The carcasses of tufted puffins were discovered one by one on the shores of a tiny Alaskan outpost in the southern Bering Sea known as St. Paul Island, for months beginning in October 2016.
“It was very apparent that something strange was happening. They just keep washing in and washing in,” said Lauren Divine, director of the Aleut Community of St. Paul Island Ecosystem Conservation Office, who helped oversee the birds’ collection. “Every person in our community knew something was wrong.”
Tufted puffins are the odd-looking seabirds having rounded heads along with golden head plumes and distinctive bright orange bills. These migrate south to warmer waters late in the year that any puffins wash ashore was hardly found. However, along with hundreds of emaciated puffin carcasses, there were also dead bodies of crested auklet, a second species found, it alarmed and surprised the scientists and residents.
“Part of the mystery is what in the heck were those guys doing there? Why hadn’t they left? … That means there’s something going on in the system that’s not too good,” said Julia Parrish, a professor at the University of Washington who also runs the Coastal Observation and Seabird Survey Team, or COASST, a large citizen-science project. “We know month in and month out what is normal, what to expect.”
The widespread decline in the number of these widely beloved birds off coastal Alaska is the evidence of a growing number of “mass mortality events” in recent times affecting seabirds. It was anything but normal.
Parrish and a group of colleagues estimated based on weather data, the possible death of birds between 3,150 and 8,500, most likely from starvation. As the paper published in the journal PLOS One on Wednesday disclosed, the die-off is at least partially attributable to the climate change according to the author.
“This mortality event represents one of multiple seabird mortality events that have occurred in the Northeast Pacific from 2014 to 2018, cumulatively suggestive of broad-scale ecosystem change,” they write. Such episodes, they add, “are indicators of a changing world, and particularly of climate warming.”
Tufted puffins usually breed in the Bering Sea off the Alaskan coast, and feed on various fish, and marine invertebrates, those themselves depend on plankton for their food. Puffins and other birds depend on certain “forage fish” to survive such as capelin, juvenile pollock, and other energy-rich prey but they have migrated due to several years of significant warming and reduction in sea ice.
The authors suggest the climate-fueled shifts were probably affecting the food supply and ultimately destined the puffins that washed ashore on the Island of St. Paul. Additionally, the birds were also in molt, a process that not only replaces their feathers but also impedes their flying ability.
“They didn’t get where they were going,” Parrish said. “They ran out of gas. They ran out of time.”
Between 2015 and into early 2016 similar circumstances occurred off Alaska and other parts of the U.S. Pacific Coast also caused an unprecedented die-off of common murres-a thin-billed sea bird. The following year, another seabird die-off affecting northern fulmars-short-tailed shearwaters, and other species occurred in Alaska’s Bering Sea and Chukchi sea of Russia.
According to the National Park Service, 2018 marked as the third year in a row that scientists documented “massive” seabird die-offs in the region of Bering Sea.

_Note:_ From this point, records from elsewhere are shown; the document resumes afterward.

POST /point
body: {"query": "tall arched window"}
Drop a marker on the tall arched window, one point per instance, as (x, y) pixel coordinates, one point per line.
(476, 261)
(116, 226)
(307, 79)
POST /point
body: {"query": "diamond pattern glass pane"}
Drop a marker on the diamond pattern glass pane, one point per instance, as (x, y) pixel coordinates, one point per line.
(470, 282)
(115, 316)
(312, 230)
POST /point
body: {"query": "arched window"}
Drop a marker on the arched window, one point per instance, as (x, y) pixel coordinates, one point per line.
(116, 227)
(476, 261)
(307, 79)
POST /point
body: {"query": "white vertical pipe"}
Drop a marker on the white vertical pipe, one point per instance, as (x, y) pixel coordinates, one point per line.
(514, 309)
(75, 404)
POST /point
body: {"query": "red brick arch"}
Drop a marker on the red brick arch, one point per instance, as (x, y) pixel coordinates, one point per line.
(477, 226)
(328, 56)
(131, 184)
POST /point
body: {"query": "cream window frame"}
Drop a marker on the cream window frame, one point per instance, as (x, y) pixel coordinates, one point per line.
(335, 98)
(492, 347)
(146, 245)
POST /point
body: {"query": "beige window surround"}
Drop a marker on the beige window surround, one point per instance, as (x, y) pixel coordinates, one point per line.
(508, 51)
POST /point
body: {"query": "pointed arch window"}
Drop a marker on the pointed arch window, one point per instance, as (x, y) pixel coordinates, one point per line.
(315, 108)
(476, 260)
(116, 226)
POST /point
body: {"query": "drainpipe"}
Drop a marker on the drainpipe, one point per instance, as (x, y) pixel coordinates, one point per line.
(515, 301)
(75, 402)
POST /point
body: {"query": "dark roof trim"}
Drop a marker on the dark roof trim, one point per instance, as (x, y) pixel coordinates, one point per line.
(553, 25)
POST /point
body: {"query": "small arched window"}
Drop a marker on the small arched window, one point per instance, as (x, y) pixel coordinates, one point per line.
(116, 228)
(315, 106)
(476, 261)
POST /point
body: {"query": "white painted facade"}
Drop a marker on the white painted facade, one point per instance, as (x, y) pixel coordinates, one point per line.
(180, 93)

In the North Pacific, it was the fifth consecutive season of mass mortality events and in Alaska the fourth straight year of these die-offs, Parrish said.
“Seabirds are good indicators of ocean ecosystem health. Recent mortality events are concerning in that they may be pointing to significant changes in marine ecosystems,” the agency wrote in an update late last year.

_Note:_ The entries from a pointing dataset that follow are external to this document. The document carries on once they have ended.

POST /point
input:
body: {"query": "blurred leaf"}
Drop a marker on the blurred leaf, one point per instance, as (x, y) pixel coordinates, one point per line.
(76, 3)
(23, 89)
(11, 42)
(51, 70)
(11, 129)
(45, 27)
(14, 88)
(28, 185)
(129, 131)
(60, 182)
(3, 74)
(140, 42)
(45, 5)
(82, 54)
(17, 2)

In California, the dead and dying common murres have been reported along the Mendocino County coastline recently this month, though the cause of that die-off was not determined yet.

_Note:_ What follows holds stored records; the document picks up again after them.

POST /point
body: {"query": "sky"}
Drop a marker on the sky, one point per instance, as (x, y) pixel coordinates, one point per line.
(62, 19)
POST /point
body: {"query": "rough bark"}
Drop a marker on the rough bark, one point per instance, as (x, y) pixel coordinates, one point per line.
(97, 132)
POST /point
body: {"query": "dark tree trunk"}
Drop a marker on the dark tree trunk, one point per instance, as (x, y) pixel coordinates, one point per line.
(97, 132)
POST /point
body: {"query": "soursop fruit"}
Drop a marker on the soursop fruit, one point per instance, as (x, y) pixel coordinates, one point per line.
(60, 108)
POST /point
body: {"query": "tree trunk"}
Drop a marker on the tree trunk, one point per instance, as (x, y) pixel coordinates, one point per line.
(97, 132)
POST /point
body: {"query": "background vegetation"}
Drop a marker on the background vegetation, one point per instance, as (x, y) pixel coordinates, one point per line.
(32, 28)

“We are now just bracing for what is going to wash in next,” Divine said. “It’s kind of terrifying.”
In recent years these kind episodes have also unfolded also in other locations in the world.
The puffins have been found dying of starvation and losing body weight in the Gulf of Maine. However, to boost the populations, scientists there have helped aid breeding. As per the scientists, partially the human factors such as hunting along with changes to food supplies are the reasons behind the decline in the populations of puffin across the Atlantic.
Wednesday’s study followed a United Nations report beginning of this month disclosing that roughly plant and animal species about a million are on the verge of extinction, and the implications are alarming for the survival of the human. That report led by seven co-authors from universities worldwide goes further than previous studies by linking the loss of species to human activity directly. The report also detailed how those losses are undermining human health.
What actually caused the puffin die-off, precisely in 2016, along with others documented before remains a question as of now, acknowledged Parrish.
“People often think you can point to climate change the way you can point to a person with a gun who had just shot somebody,” she said.
The reality isn’t straightforward when it comes to finding out all the forces shaping the Bering Sea like a complex ecosystem, she said. However, according to her, each die-off gives clues that significant changes are underway, and there may be more troubling patterns in the future.
“Each one of those is like a bell going off,” she said. “And there’s been a lot of ringing lately.”